Signé à Grand-Barachois (Nouveau-Brunswick), ce 20e jour de mai 2004.

« S.J. Savoie »

Juge suppléant Savoie


Référence : 2004CCI357

Date : 20040520

Dossier : 2003-2015(EI)

ENTRE :

NADA OUELLET,

appelante,

et

LE MINISTRE DU REVENU NATIONAL,

intimé.

MOTIFS DU JUGEMENT

Le juge suppléant Savoie

[1]      Cet appel a été entendu à Montréal (Québec), le 23 février 2004.

#

[2]      Il s'agit d'un appel portant sur l'assurabilité de l'emploi de l'appelante lorsqu'au service de Groupe Montoni (1995) Division Construction Inc., le payeur, durant la période en litige, soit du 10 avril 2000 au 12 octobre 2001, au sens de la Loi sur l'assurance-emploi (la « Loi » ).

[3]      Le 11 février 2003, le ministre du Revenu national (le « Ministre » ) a informé l'appelante de sa décision selon laquelle cet emploi n'était pas assurable parce qu'elle n'était pas employée en vertu d'un contrat de louage de services.

[4]      En rendant sa décision, le Ministre s'est fondé sur les présomptions de fait suivantes énoncées au paragraphe 5 de la Réponse à l'avis d'appel, lesquelles ont été admises ou niées par le représentant de l'appelante :

a)          Le payeur, Groupe Montoni (1995) Division Construction Inc., se spécialise dans la construction et la rénovation. (admis)

b)          Son unique actionnaire est Dario Montoni. (admis)

c)          Il n'existe aucun lien de dépendance entre le payeur et l'appelante. (admis)

d)          L'appelante a été embauchée comme femme de ménage afin de nettoyer les locaux de l'entreprise appartenant au payeur. (admis)

e)          Il n'existait aucun contrat de travail écrit entre les parties. (admis)

f)           Les tâches de l'appelante consistaient à laver les planchers, les vitres, épousseter les bureaux, vider les poubelles, nettoyer la cuisine des employés ainsi que les toilettes. (admis)

g)          Elle travaillait après les heures de bureau du payeur et elle n'était ni contrôlée ni dirigée par le payeur dans sa façon de travailler. (nié)

h)          L'appelante possédait la clef de l'entreprise et avait le code d'accès aux locaux du payeur. (admis)

i)           Elle n'avait aucun horaire de travail fixe à respecter car ce qui importait était le résultat final. (nié)

j)           L'appelante fournissait tous les produits de nettoyage que nécessitaient ses fonctions. (nié)

k)          Le payeur fournissait le matériel d'entretien tel que l'aspirateur et la vadrouille. (admis)

l)           Le payeur versait à l'appelante un montant hebdomadaire de 430 $ relativement au contrat d'entretien. (admis)

[5]      La preuve a révélé qu'effectivement, comme le soutient le Ministre, l'appelante devait accomplir ses tâches après les heures de bureau et c'est là la seule contrainte ou le seul contrôle exercé par le payeur sur son travail.

[6]      L'appelante a reçu des paies hebdomadaires régulières du payeur et celles-ci faisaient l'objet de déductions à la source pour l'assurance-emploi, les impôts fédéral et provincial ainsi que les contributions au Régime des rentes du Québec.

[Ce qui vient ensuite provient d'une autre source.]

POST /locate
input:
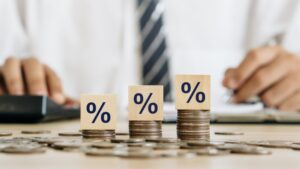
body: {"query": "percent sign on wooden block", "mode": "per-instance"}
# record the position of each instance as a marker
(145, 102)
(192, 92)
(98, 112)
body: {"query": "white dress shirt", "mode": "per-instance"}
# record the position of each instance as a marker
(93, 45)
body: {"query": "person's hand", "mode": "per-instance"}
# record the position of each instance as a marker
(271, 73)
(30, 76)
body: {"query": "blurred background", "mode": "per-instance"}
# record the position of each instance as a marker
(95, 45)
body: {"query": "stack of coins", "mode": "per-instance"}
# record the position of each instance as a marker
(145, 129)
(193, 125)
(98, 134)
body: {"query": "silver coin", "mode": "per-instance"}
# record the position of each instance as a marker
(5, 133)
(70, 134)
(36, 132)
(231, 133)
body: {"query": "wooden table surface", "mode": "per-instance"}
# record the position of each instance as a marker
(280, 158)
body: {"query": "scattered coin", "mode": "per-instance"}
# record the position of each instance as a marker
(103, 145)
(169, 154)
(209, 151)
(295, 146)
(122, 133)
(193, 125)
(66, 145)
(271, 144)
(135, 140)
(5, 133)
(145, 129)
(194, 144)
(245, 149)
(23, 149)
(163, 140)
(137, 154)
(166, 146)
(45, 140)
(71, 134)
(229, 133)
(118, 140)
(35, 132)
(98, 134)
(187, 154)
(102, 153)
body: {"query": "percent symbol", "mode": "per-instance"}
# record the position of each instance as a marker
(139, 99)
(92, 108)
(187, 89)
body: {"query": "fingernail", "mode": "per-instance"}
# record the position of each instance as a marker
(40, 93)
(58, 97)
(18, 93)
(232, 83)
(233, 99)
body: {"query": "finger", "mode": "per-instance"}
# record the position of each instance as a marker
(263, 79)
(71, 102)
(54, 86)
(254, 60)
(291, 104)
(281, 91)
(12, 74)
(35, 76)
(228, 73)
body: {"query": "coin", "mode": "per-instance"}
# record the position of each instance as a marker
(204, 143)
(231, 133)
(118, 140)
(145, 129)
(66, 145)
(163, 140)
(23, 149)
(122, 133)
(35, 131)
(106, 145)
(45, 140)
(209, 151)
(71, 134)
(5, 133)
(295, 146)
(166, 146)
(102, 153)
(245, 149)
(98, 134)
(193, 125)
(136, 155)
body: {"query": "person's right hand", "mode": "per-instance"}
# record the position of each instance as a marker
(29, 76)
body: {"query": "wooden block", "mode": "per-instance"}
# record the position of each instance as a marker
(145, 102)
(189, 98)
(89, 108)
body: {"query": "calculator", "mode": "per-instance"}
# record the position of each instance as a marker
(33, 109)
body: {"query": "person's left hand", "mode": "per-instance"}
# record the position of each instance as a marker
(272, 73)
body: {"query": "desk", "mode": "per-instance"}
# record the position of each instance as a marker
(281, 158)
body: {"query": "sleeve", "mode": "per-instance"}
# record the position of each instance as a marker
(291, 40)
(13, 39)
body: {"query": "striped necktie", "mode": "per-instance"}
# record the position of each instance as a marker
(155, 61)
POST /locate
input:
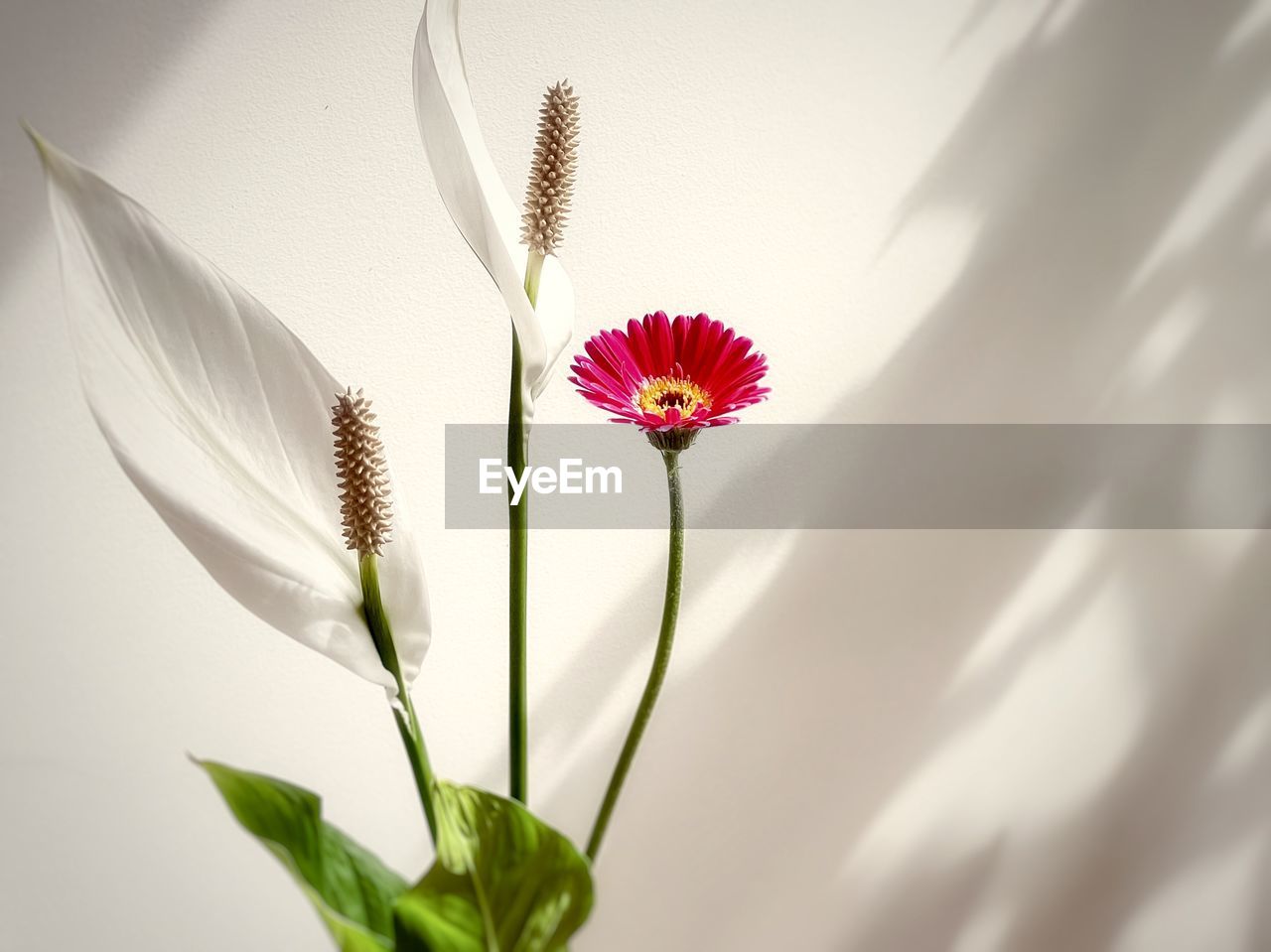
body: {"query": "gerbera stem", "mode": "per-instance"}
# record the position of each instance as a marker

Le Ministre a admis que l'appelante avait reçu le 4 pour cent de paie de vacances réglementaire.

[7]      Il a été établi que l'appelante ne suivait pas d'horaire fixe, pourvu qu'elle exécute son travail en dehors des heures de bureau du payeur. Il est ressorti de la preuve que le seul contrôle sur le travail de l'appelante résidait dans l'appréciation du produit fini ce qui, selon la jurisprudence, ne constitue pas le contrôle par l'employeur sur le travail de l'employé.

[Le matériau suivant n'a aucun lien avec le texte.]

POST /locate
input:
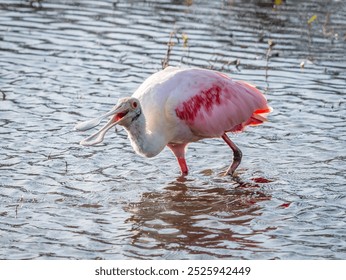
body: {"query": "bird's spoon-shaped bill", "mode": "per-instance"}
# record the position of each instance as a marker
(98, 136)
(86, 125)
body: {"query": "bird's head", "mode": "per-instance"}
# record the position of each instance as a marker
(124, 113)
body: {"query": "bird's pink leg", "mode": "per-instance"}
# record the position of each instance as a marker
(237, 155)
(179, 152)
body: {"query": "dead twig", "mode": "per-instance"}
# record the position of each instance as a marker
(3, 95)
(271, 44)
(170, 44)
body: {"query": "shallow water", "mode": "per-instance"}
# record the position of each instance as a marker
(63, 62)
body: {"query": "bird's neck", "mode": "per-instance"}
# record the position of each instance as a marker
(143, 141)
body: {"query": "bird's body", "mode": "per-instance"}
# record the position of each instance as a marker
(176, 106)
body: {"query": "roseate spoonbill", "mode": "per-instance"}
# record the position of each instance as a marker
(176, 106)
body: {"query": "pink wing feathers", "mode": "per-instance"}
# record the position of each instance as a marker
(215, 104)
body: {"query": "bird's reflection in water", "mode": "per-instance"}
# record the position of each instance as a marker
(208, 221)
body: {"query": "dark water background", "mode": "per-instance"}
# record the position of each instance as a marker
(62, 62)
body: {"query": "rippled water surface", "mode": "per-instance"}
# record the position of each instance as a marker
(62, 62)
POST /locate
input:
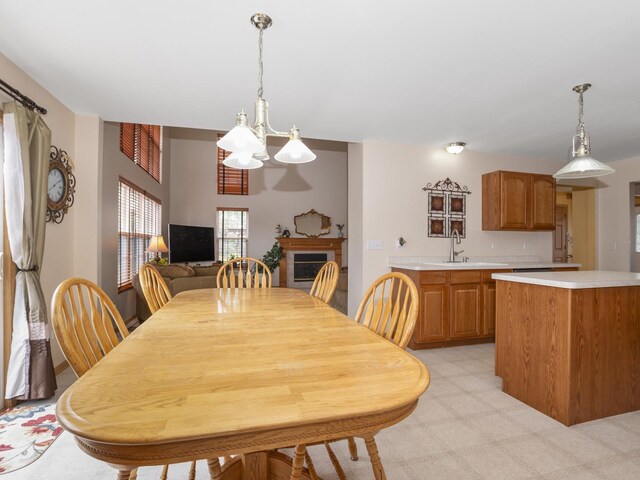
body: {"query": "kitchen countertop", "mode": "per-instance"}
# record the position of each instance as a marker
(574, 280)
(479, 265)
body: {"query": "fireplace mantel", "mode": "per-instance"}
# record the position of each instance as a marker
(289, 244)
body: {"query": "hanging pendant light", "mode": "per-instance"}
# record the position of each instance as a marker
(248, 143)
(583, 164)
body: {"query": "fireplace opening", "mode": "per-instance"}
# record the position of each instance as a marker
(307, 265)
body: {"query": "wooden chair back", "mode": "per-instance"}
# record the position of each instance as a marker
(85, 322)
(326, 281)
(154, 288)
(390, 308)
(244, 272)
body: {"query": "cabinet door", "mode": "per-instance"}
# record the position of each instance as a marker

[8]      La preuve a établi, par ailleurs, que le payeur fournissait à l'appelante un aspirateur, une vadrouille et certains produits de nettoyage. Il a de plus été établi que l'appelante fournissait certains produits utilisés pour son travail mais qu'elle n'a jamais réclamé le remboursement du payeur parce que cela représentait des montants minimes.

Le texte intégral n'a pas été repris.